Nello stallo di queste ore a Bruxelles, sui tavoli delle trattative sui nomi e sulle deleghe dei nuovi commissari europei, è guerra di fonti riservate. Dal lato della Commissione viene spiegato che la vicepresidenza esecutiva all’italiano Raffaele Fitto non è un «grosso» ostacolo, l’impasse sarebbe dovuto al nome sloveno: il commissario Tomaž Vesel si è ritirato ma la scelta della nuova candidata – donna, come da richiesta – la liberale Marta Kos, deve passare oggi al vaglio del suo parlamento nazionale.

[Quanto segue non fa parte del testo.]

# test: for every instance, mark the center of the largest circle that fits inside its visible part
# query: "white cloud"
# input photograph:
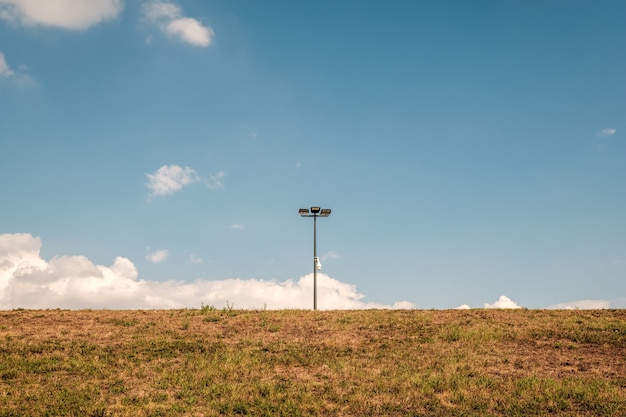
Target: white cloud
(329, 255)
(5, 70)
(582, 305)
(66, 14)
(503, 302)
(605, 133)
(28, 281)
(158, 256)
(195, 259)
(170, 178)
(215, 180)
(170, 20)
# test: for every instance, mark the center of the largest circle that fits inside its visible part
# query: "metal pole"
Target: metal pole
(314, 263)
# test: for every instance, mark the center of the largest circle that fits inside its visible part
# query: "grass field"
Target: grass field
(209, 362)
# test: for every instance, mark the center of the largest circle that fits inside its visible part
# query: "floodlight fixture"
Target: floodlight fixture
(315, 213)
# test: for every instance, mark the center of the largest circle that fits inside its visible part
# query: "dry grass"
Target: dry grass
(209, 362)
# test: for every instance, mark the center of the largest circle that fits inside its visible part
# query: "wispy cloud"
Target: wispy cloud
(75, 15)
(158, 256)
(5, 70)
(29, 281)
(605, 133)
(17, 76)
(168, 17)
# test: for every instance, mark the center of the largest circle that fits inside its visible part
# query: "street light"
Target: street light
(315, 213)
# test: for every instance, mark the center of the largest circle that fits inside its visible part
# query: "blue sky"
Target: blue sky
(468, 151)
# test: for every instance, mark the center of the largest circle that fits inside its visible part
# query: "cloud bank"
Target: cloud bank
(74, 282)
(66, 14)
(168, 17)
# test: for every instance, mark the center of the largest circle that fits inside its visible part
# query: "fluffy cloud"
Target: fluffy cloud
(503, 302)
(605, 133)
(28, 281)
(158, 256)
(169, 18)
(5, 70)
(170, 178)
(67, 14)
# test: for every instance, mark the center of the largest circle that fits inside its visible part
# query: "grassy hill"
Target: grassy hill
(209, 362)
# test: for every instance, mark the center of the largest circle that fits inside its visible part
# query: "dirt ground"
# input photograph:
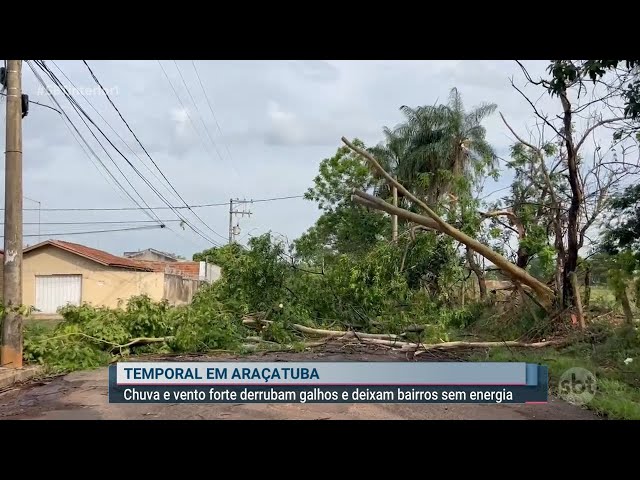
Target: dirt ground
(83, 396)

Quanto a Fitto, von der Leyen sarebbe sicura di riuscire a spiegare a verdi, socialisti e liberali perché deve assegnargli una vicepresidenza esecutiva. La presidente non accetta l’obiezione che si tratti di troppo “peso” dato a un sovranista. Il parlamento europeo ha già eletto due vicepresidenti di Ecr. Fonti del gruppo socialista sostengono la tesi opposta. «Non riusciamo a capire come un governo che non ha sostenuto von der Leyen possa ora avere un posto in Commissione allo stesso livello nostro», cioè dei socialisti, «o del Ppe».

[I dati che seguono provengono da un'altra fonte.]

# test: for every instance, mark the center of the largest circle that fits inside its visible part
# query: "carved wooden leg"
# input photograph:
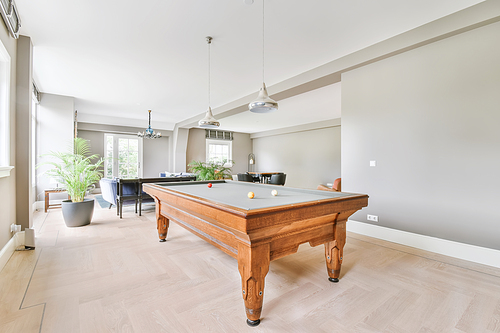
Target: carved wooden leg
(253, 264)
(334, 251)
(162, 222)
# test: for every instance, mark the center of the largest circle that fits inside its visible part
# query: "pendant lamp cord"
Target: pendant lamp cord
(263, 2)
(209, 40)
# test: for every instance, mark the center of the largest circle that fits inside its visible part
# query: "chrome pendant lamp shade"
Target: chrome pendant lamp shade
(263, 103)
(149, 133)
(209, 121)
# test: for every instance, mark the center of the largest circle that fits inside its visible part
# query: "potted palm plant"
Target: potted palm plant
(212, 170)
(78, 172)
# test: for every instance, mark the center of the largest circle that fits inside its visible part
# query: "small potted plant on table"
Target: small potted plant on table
(78, 172)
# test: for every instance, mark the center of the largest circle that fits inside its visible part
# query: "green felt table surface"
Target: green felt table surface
(235, 194)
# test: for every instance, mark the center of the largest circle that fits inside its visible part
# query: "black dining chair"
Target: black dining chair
(245, 177)
(278, 179)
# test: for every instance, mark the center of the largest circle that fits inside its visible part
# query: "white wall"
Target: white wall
(308, 157)
(429, 117)
(8, 184)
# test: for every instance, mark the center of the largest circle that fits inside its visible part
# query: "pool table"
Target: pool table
(259, 230)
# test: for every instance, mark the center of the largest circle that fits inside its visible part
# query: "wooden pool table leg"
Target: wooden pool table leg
(253, 264)
(162, 222)
(334, 251)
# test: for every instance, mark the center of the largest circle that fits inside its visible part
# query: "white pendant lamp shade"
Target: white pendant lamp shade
(264, 103)
(209, 121)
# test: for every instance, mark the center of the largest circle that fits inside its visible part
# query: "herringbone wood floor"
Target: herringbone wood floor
(114, 276)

Insomma, von der Leyen è stata eletta presidente grazie alle forze europeiste. Ed ha promesso che lavorerà con le forze europeiste. Se si rimangia tutto, i verdi sarebbero pronti a non votarla – ma anche i liberali si sono impuntati, per una questione di equilibri – e i socialisti finirebbero nei guai: non potrebbero non votare la Commissione, ma così ne favorirebbero lo spostamento politico verso i conservatori.

Gioca la nazionale

In questo cruciale bivio europeo ci sono anche le due principali leader italiane. Giorgia Meloni ha assoluto bisogno di ricevere un attestato di forza. Ha bisogno di smentire la propaganda delle opposizioni che la incolpa di aver portato l’Italia fuori dal club degli europeisti con il voto contrario a von der Leyen. Che poi questo, se accadrà, sarà dovuto «al peso dell’Italia, che è uno dei sei paesi fondatori», come gli esponenti del Pd ripetono da tutti i pulpiti mediatici, sarà un concetto difficile da far passare fra le ali esultanti di FdI e di Forza Italia (vedremo la Lega come la prenderà).

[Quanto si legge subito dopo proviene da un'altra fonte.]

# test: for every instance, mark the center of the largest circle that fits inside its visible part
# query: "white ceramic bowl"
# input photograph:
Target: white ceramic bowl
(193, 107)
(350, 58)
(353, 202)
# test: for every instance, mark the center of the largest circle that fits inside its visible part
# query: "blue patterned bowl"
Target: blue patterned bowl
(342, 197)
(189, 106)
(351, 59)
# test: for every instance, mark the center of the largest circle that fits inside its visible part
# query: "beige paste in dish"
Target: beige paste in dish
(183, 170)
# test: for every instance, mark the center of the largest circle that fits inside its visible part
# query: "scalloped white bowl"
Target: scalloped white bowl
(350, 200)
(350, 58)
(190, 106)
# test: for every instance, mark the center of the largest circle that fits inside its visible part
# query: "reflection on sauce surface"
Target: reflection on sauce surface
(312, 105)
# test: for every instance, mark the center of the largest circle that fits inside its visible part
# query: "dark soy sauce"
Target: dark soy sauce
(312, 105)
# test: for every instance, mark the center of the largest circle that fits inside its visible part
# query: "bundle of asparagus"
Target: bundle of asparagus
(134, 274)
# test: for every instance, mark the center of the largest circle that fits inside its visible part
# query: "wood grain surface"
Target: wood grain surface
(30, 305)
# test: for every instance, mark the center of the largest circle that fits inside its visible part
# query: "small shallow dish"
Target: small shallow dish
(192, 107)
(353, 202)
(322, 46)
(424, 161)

Dall’altra parte dell’incrocio c’è Elly Schlein. Che non può essere accusata di essere meno rigorosa di verdi e liberali da una parte, ma neanche di essere anti italiana dall’altra, come l’avverte già Antonio Tajani: «Fitto votò per Gentiloni, Berlusconi addirittura, che era all’epoca deputato europeo e faceva parte della commissione Affari esteri, andò ad ascoltare, per dare un segnale politico, l’audizione di Gentiloni, a dimostrazione che fuori dai confini nazionali gioca l’Italia», ha ricordato ieri. «Mi auguro che questo senso di appartenenza ci sia anche fra i parlamentari eletti a sinistra, perché è il commissario italiano, non un commissario di un partito».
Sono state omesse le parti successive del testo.